Leaders also need to prepare for internal organizational changes, especially in terms of setting performance goals – if teams are measured on outdated, pre-AI metrics, neither the technology nor the team using it will reach its full potential. Alignment around new outcomes is essential to successfully integrate AI into workflows.
TD Editor: Beyond startups, what opportunities do you see for enterprises leveraging AI voice technology for customer engagement and retention?
Alex Levin: The demand for voice AI in customer experience is virtually limitless, and enterprises in particular stand to benefit. Unlike startups, where savings may amount to hundreds of thousands of dollars per year by replacing a handful of customer support agents, large enterprises are looking at savings in the hundreds of millions. For example, replacing half of ten agents at a startup might free up $250,000 annually. At the enterprise scale, the equivalent transformation can free up $250 million or more.
Those savings aren’t just about cutting costs; they can be reinvested into marketing, lower pricing, enhanced R&D, or new customer engagement strategies.
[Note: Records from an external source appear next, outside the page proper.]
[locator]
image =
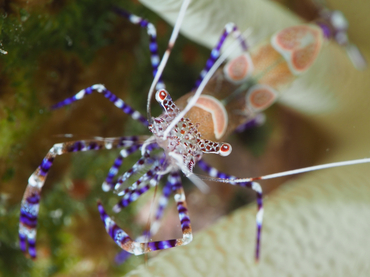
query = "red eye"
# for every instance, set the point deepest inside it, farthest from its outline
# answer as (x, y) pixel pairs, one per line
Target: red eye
(161, 95)
(225, 149)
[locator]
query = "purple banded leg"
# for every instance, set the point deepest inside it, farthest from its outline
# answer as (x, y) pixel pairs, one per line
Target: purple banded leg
(109, 183)
(148, 176)
(124, 153)
(153, 45)
(255, 122)
(31, 197)
(213, 172)
(137, 248)
(119, 103)
(229, 28)
(173, 178)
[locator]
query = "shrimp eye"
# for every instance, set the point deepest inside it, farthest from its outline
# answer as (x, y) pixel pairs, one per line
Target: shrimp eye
(161, 95)
(225, 149)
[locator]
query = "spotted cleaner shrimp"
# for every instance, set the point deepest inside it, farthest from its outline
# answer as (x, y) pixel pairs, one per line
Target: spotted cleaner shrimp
(183, 132)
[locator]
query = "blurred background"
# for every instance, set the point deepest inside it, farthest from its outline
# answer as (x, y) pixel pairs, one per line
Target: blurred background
(55, 49)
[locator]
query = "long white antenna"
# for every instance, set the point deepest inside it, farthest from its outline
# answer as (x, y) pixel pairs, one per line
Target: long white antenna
(286, 173)
(166, 54)
(204, 82)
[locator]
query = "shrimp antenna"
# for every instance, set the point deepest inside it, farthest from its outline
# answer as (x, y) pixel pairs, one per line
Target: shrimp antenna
(171, 42)
(204, 82)
(286, 173)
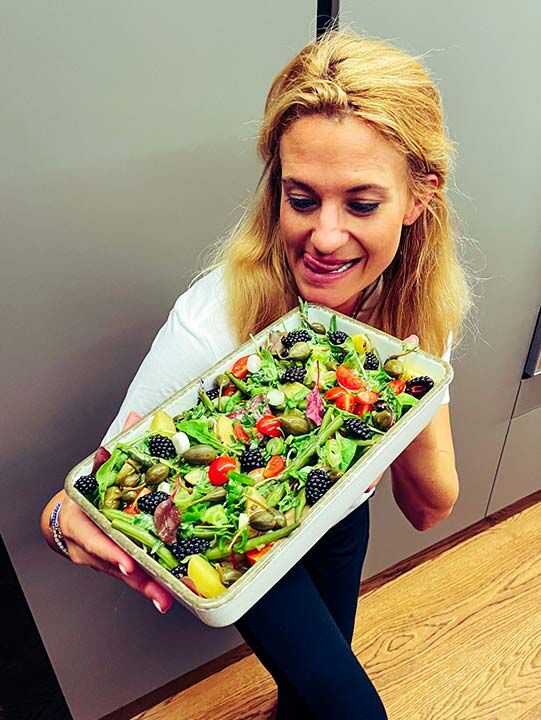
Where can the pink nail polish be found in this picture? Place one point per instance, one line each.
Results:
(158, 607)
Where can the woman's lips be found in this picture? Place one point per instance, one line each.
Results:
(318, 273)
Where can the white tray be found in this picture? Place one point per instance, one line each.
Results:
(347, 493)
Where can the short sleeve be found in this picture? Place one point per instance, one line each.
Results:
(447, 356)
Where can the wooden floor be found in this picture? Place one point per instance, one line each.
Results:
(452, 634)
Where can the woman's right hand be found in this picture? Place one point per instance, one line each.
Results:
(88, 545)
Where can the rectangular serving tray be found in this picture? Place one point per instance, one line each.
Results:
(345, 495)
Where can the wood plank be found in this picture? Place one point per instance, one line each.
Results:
(455, 636)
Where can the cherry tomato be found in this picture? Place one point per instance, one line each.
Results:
(368, 397)
(240, 433)
(334, 393)
(240, 368)
(349, 378)
(361, 408)
(397, 386)
(346, 402)
(219, 468)
(275, 466)
(255, 555)
(269, 425)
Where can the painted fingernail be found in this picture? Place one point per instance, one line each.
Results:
(158, 607)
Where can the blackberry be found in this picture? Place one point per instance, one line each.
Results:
(189, 546)
(180, 570)
(357, 428)
(251, 459)
(86, 485)
(371, 361)
(296, 336)
(338, 337)
(161, 446)
(149, 502)
(317, 484)
(419, 386)
(293, 374)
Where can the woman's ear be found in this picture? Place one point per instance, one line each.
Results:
(417, 205)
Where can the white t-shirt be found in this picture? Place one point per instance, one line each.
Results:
(195, 336)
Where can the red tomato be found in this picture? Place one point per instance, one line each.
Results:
(362, 408)
(346, 402)
(349, 378)
(239, 369)
(397, 386)
(275, 466)
(255, 555)
(334, 393)
(269, 425)
(240, 433)
(368, 397)
(219, 468)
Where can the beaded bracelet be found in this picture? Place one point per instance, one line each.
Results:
(59, 539)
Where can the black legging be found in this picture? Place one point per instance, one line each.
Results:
(301, 630)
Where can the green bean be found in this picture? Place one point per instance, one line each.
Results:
(217, 554)
(145, 538)
(207, 402)
(238, 383)
(300, 507)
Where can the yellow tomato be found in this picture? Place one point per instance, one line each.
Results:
(163, 423)
(205, 578)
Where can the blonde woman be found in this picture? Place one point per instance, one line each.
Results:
(351, 212)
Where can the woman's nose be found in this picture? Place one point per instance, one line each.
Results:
(329, 234)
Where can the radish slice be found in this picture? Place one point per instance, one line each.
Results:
(181, 442)
(276, 397)
(253, 364)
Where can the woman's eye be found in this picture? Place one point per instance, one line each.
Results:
(301, 204)
(364, 208)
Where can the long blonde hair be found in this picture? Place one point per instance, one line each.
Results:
(424, 289)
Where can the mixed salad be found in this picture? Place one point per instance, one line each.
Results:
(209, 492)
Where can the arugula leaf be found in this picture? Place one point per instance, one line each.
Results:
(106, 475)
(198, 430)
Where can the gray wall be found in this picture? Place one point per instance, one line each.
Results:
(127, 147)
(485, 60)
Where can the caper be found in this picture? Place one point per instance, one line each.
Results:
(318, 328)
(222, 381)
(279, 518)
(229, 574)
(156, 474)
(112, 497)
(294, 425)
(300, 351)
(262, 520)
(275, 446)
(200, 455)
(383, 420)
(394, 368)
(129, 494)
(125, 471)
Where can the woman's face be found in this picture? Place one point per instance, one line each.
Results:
(344, 201)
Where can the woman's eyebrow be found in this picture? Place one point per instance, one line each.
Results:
(358, 188)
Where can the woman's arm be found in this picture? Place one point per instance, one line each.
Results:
(424, 478)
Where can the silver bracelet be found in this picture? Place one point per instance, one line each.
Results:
(59, 539)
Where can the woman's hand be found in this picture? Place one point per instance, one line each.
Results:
(88, 545)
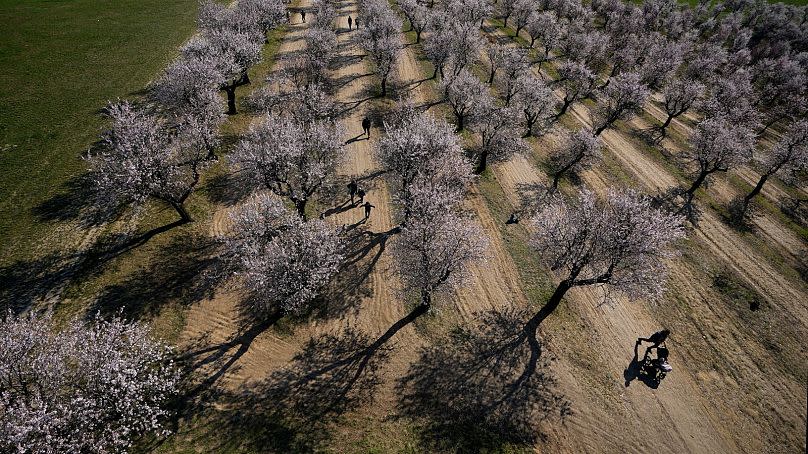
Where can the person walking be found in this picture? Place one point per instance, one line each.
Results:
(368, 207)
(352, 188)
(655, 339)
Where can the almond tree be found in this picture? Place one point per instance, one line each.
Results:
(787, 158)
(144, 157)
(434, 254)
(495, 54)
(620, 241)
(580, 151)
(717, 145)
(679, 96)
(499, 138)
(621, 100)
(465, 44)
(88, 387)
(548, 30)
(293, 159)
(380, 39)
(281, 94)
(522, 11)
(282, 261)
(515, 67)
(231, 52)
(537, 103)
(437, 48)
(467, 96)
(424, 153)
(661, 60)
(187, 87)
(781, 85)
(576, 82)
(732, 97)
(469, 11)
(265, 14)
(321, 44)
(418, 15)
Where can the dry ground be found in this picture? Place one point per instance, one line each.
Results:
(738, 383)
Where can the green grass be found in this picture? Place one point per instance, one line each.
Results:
(62, 60)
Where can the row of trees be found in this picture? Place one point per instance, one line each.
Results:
(617, 54)
(289, 156)
(158, 148)
(622, 239)
(98, 385)
(88, 387)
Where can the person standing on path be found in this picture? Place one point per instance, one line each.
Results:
(655, 339)
(368, 207)
(352, 188)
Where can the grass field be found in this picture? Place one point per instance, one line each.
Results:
(60, 62)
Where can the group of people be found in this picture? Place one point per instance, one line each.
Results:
(352, 23)
(358, 198)
(657, 341)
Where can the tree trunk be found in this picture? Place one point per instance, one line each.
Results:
(564, 108)
(180, 208)
(550, 306)
(460, 122)
(602, 128)
(691, 192)
(231, 99)
(481, 164)
(529, 123)
(426, 298)
(748, 198)
(300, 205)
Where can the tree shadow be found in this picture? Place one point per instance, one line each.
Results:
(634, 371)
(77, 201)
(24, 283)
(186, 270)
(296, 407)
(532, 197)
(346, 291)
(484, 386)
(228, 189)
(342, 81)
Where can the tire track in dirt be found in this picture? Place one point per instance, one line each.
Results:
(787, 243)
(684, 414)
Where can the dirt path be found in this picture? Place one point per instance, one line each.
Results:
(680, 403)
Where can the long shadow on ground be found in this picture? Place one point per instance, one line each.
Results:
(484, 386)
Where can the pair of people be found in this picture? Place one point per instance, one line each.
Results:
(355, 191)
(657, 341)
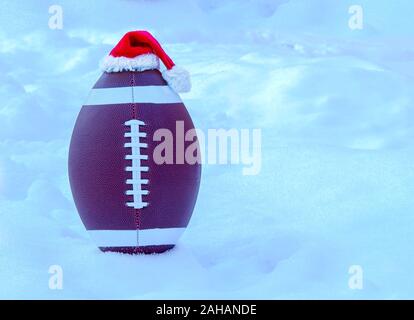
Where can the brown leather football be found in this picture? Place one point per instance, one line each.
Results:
(127, 201)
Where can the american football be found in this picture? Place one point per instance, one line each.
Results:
(127, 201)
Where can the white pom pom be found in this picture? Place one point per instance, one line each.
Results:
(178, 79)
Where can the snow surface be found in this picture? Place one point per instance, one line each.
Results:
(336, 110)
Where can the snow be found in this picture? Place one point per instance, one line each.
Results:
(335, 107)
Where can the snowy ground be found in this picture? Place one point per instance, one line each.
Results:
(336, 109)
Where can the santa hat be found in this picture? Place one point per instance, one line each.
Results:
(139, 51)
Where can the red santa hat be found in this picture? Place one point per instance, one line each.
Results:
(139, 51)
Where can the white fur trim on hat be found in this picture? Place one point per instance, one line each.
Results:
(139, 63)
(178, 79)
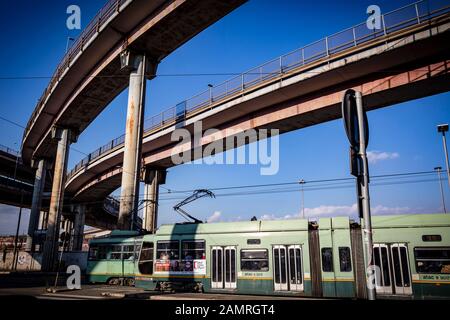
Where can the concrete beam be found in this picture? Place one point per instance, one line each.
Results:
(36, 202)
(139, 66)
(64, 137)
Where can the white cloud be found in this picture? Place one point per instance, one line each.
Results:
(343, 210)
(215, 217)
(375, 156)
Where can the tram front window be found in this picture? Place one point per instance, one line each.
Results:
(146, 258)
(255, 260)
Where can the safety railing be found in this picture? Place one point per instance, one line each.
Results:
(9, 150)
(401, 18)
(88, 33)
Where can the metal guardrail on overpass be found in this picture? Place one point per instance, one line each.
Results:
(10, 151)
(396, 20)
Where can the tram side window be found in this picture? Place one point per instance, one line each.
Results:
(128, 252)
(327, 259)
(345, 260)
(193, 250)
(432, 260)
(168, 250)
(146, 258)
(116, 253)
(97, 252)
(255, 260)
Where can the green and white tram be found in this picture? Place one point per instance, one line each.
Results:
(289, 257)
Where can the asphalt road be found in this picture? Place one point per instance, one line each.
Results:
(103, 292)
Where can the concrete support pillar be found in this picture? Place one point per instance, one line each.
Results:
(39, 182)
(64, 138)
(78, 227)
(152, 179)
(138, 66)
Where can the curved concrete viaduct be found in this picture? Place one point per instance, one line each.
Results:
(121, 47)
(90, 75)
(402, 65)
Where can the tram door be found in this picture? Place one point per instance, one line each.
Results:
(287, 266)
(394, 271)
(223, 267)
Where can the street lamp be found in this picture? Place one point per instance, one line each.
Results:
(443, 128)
(210, 92)
(438, 170)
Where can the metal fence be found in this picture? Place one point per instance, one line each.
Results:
(88, 33)
(396, 20)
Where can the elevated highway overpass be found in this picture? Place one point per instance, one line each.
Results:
(90, 74)
(121, 47)
(407, 59)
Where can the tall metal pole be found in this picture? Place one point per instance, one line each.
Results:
(367, 228)
(443, 128)
(16, 239)
(438, 169)
(444, 141)
(302, 182)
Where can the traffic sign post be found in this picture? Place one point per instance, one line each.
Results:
(357, 129)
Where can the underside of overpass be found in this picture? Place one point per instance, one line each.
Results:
(407, 65)
(95, 77)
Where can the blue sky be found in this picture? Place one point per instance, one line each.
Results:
(405, 134)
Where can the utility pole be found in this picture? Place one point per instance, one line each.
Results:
(302, 183)
(438, 170)
(365, 187)
(356, 127)
(443, 128)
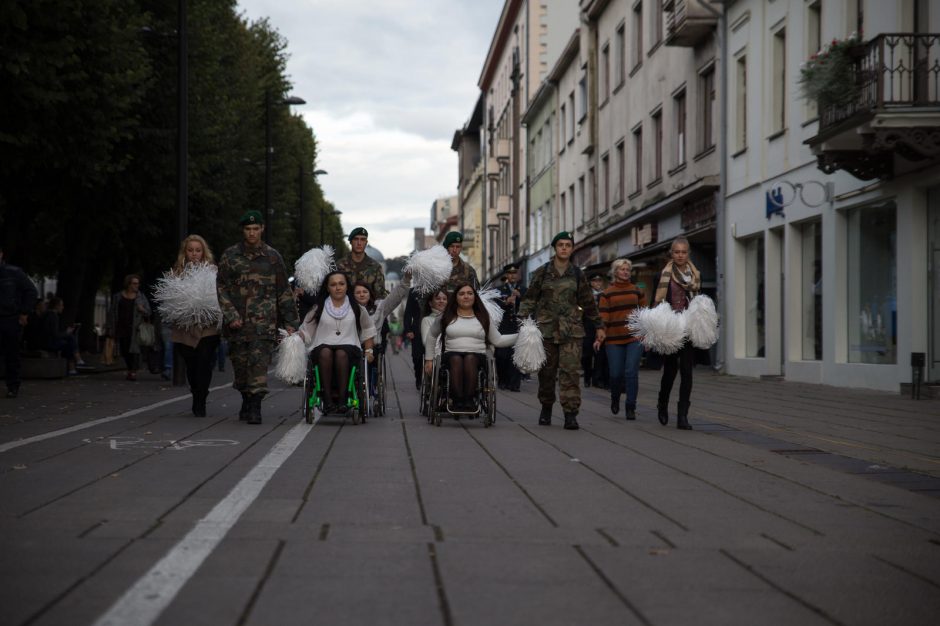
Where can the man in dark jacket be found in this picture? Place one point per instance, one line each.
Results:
(256, 300)
(17, 298)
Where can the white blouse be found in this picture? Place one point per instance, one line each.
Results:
(465, 334)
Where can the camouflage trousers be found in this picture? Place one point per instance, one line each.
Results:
(250, 362)
(563, 363)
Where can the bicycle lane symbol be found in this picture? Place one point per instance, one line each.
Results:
(139, 443)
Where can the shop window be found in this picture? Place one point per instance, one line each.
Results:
(812, 289)
(872, 285)
(754, 294)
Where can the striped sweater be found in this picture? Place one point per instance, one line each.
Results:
(616, 304)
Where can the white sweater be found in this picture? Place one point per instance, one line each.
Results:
(465, 334)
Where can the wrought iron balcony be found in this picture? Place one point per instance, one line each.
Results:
(891, 122)
(688, 22)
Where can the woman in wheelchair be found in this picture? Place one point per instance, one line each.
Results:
(337, 325)
(467, 333)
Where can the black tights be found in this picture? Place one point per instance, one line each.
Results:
(326, 360)
(463, 375)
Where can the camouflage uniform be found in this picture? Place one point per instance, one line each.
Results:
(252, 287)
(368, 271)
(559, 304)
(462, 273)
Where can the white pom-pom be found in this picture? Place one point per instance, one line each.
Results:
(429, 269)
(312, 268)
(661, 328)
(189, 300)
(290, 360)
(529, 354)
(490, 298)
(701, 322)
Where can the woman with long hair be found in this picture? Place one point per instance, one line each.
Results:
(197, 344)
(624, 349)
(466, 332)
(340, 328)
(129, 307)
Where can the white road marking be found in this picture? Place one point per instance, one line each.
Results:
(104, 420)
(143, 603)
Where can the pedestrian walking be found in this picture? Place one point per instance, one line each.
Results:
(560, 298)
(360, 267)
(624, 350)
(256, 299)
(197, 344)
(18, 297)
(679, 282)
(511, 293)
(463, 272)
(128, 311)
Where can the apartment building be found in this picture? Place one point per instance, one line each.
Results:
(833, 208)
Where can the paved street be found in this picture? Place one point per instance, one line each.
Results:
(789, 504)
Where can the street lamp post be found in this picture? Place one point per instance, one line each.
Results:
(268, 153)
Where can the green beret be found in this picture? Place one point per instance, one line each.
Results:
(251, 217)
(562, 235)
(453, 237)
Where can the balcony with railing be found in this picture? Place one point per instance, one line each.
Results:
(688, 22)
(888, 121)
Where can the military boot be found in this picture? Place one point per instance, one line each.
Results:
(545, 417)
(254, 409)
(243, 412)
(682, 416)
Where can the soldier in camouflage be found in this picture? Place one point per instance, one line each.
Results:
(256, 299)
(359, 267)
(463, 273)
(560, 299)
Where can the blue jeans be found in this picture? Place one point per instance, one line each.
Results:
(623, 360)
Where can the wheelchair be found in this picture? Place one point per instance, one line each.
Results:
(438, 398)
(357, 395)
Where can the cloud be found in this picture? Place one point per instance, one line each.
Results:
(387, 84)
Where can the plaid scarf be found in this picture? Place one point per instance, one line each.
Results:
(671, 273)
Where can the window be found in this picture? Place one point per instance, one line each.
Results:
(678, 105)
(813, 43)
(811, 288)
(638, 158)
(621, 51)
(621, 173)
(656, 22)
(637, 33)
(707, 84)
(872, 285)
(657, 145)
(754, 295)
(778, 77)
(740, 104)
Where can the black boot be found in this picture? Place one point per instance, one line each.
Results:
(682, 416)
(254, 409)
(545, 417)
(243, 412)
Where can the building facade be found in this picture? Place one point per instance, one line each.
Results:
(833, 208)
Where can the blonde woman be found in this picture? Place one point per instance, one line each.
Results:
(196, 344)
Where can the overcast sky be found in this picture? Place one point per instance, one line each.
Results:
(387, 82)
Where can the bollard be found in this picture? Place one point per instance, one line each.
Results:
(918, 359)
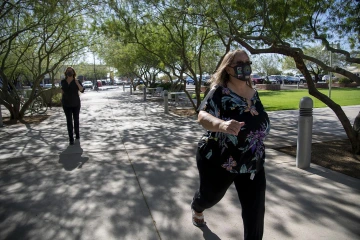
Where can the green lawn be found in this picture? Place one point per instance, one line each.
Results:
(289, 99)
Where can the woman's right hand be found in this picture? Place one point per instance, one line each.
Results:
(214, 124)
(231, 127)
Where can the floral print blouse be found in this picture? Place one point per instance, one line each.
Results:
(244, 153)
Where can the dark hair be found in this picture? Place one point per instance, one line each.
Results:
(72, 70)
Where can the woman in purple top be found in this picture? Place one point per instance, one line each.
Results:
(71, 87)
(232, 150)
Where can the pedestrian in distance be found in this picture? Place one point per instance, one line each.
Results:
(70, 88)
(232, 150)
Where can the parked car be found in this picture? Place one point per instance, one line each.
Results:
(302, 78)
(48, 85)
(118, 82)
(87, 84)
(326, 78)
(256, 79)
(293, 80)
(275, 79)
(189, 80)
(205, 80)
(138, 81)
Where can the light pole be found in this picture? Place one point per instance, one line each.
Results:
(95, 73)
(330, 74)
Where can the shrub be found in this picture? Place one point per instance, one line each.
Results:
(56, 100)
(344, 80)
(140, 87)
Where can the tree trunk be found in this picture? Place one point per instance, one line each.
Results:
(356, 128)
(350, 132)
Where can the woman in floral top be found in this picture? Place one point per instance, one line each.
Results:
(233, 148)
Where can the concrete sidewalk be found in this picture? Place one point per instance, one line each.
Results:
(133, 175)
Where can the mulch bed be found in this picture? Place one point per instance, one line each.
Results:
(334, 155)
(35, 119)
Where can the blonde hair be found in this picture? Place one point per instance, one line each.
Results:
(74, 76)
(221, 77)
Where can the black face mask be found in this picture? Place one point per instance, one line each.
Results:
(242, 71)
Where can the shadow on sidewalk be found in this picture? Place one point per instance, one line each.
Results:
(71, 157)
(208, 234)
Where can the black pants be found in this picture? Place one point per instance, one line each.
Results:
(70, 113)
(214, 182)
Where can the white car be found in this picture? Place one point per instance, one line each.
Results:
(300, 76)
(88, 84)
(327, 78)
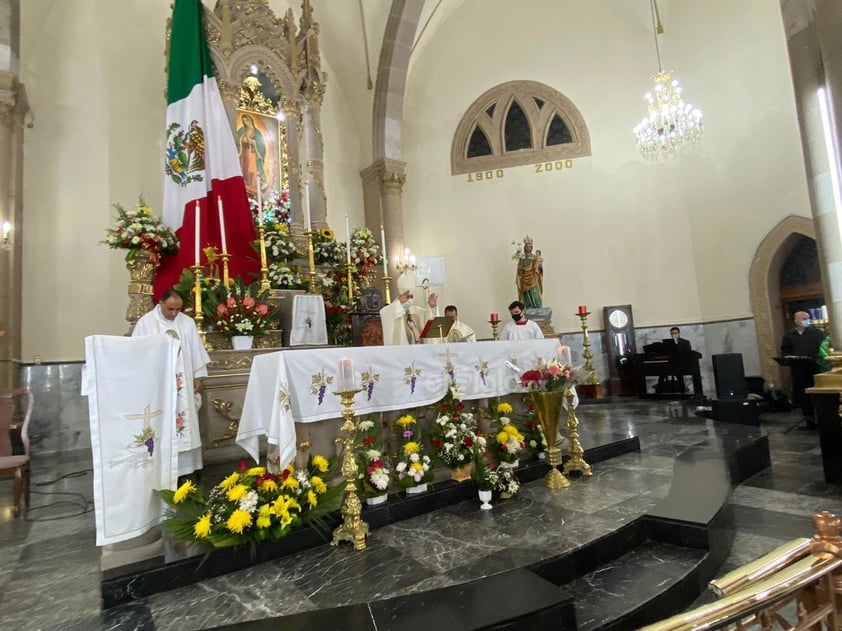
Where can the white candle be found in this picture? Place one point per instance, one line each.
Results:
(259, 204)
(383, 247)
(346, 380)
(222, 225)
(197, 231)
(348, 239)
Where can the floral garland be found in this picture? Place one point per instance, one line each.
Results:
(413, 465)
(138, 229)
(252, 504)
(372, 467)
(455, 431)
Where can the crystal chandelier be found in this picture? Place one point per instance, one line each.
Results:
(671, 124)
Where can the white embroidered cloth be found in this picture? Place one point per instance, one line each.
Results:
(297, 386)
(131, 390)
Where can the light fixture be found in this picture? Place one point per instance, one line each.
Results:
(405, 263)
(671, 124)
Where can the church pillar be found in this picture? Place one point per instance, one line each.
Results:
(382, 195)
(815, 56)
(13, 107)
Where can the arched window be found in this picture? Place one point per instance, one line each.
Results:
(517, 123)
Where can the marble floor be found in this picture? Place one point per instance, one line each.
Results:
(49, 565)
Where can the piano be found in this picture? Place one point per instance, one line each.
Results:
(660, 360)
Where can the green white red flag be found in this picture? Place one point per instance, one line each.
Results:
(201, 163)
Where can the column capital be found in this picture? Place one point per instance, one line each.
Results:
(390, 175)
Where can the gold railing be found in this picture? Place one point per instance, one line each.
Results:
(796, 586)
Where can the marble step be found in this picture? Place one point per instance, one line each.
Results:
(650, 582)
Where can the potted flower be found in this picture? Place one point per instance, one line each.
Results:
(413, 465)
(454, 435)
(372, 466)
(240, 311)
(485, 475)
(253, 504)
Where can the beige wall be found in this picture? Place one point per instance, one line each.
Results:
(94, 71)
(674, 239)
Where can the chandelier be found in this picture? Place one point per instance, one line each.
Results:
(671, 124)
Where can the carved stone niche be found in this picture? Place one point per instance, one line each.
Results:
(244, 36)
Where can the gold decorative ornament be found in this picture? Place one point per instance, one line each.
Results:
(576, 462)
(547, 409)
(353, 528)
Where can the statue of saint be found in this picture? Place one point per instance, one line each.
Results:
(529, 279)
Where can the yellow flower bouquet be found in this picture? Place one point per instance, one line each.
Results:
(253, 505)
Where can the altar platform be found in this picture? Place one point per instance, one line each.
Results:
(635, 542)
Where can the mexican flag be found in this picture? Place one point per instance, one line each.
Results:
(200, 163)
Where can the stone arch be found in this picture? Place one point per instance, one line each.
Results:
(541, 104)
(764, 289)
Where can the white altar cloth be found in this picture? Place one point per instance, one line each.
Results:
(297, 385)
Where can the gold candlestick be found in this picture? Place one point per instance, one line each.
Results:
(264, 270)
(592, 378)
(225, 256)
(386, 281)
(353, 528)
(576, 462)
(198, 316)
(311, 255)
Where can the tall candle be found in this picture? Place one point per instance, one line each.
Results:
(222, 225)
(383, 247)
(197, 231)
(346, 380)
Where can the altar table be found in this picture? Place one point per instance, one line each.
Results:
(292, 386)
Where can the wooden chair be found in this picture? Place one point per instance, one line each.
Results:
(15, 413)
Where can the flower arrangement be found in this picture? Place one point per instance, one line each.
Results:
(372, 467)
(455, 431)
(253, 505)
(241, 310)
(138, 229)
(365, 253)
(413, 465)
(552, 376)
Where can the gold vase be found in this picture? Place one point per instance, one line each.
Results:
(461, 474)
(141, 274)
(547, 409)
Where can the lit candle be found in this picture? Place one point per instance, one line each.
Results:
(346, 380)
(348, 239)
(222, 225)
(197, 231)
(383, 247)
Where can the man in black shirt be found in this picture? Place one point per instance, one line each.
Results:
(803, 341)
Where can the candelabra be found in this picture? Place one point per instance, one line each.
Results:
(311, 256)
(592, 378)
(197, 305)
(353, 528)
(576, 462)
(264, 270)
(225, 256)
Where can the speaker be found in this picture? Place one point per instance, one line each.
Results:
(729, 375)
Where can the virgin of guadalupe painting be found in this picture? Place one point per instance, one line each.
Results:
(259, 151)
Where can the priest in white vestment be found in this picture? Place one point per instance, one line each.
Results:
(403, 321)
(193, 359)
(520, 328)
(459, 332)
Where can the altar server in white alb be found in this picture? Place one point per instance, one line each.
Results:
(403, 321)
(520, 328)
(193, 359)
In other words, implementing voice AI enables enterprises to improve efficiency and reinvest in growth at a scale startups won’t be able to match.
Voice AI also helps solve the relentless turnover that enterprise-level contact centers experience, which is approximately 40% annually. By automating daily tasks that are repetitive (and often thankless), enterprises not only save on costs but also stabilize their workforce by allowing human agents to focus on higher value, career-building work.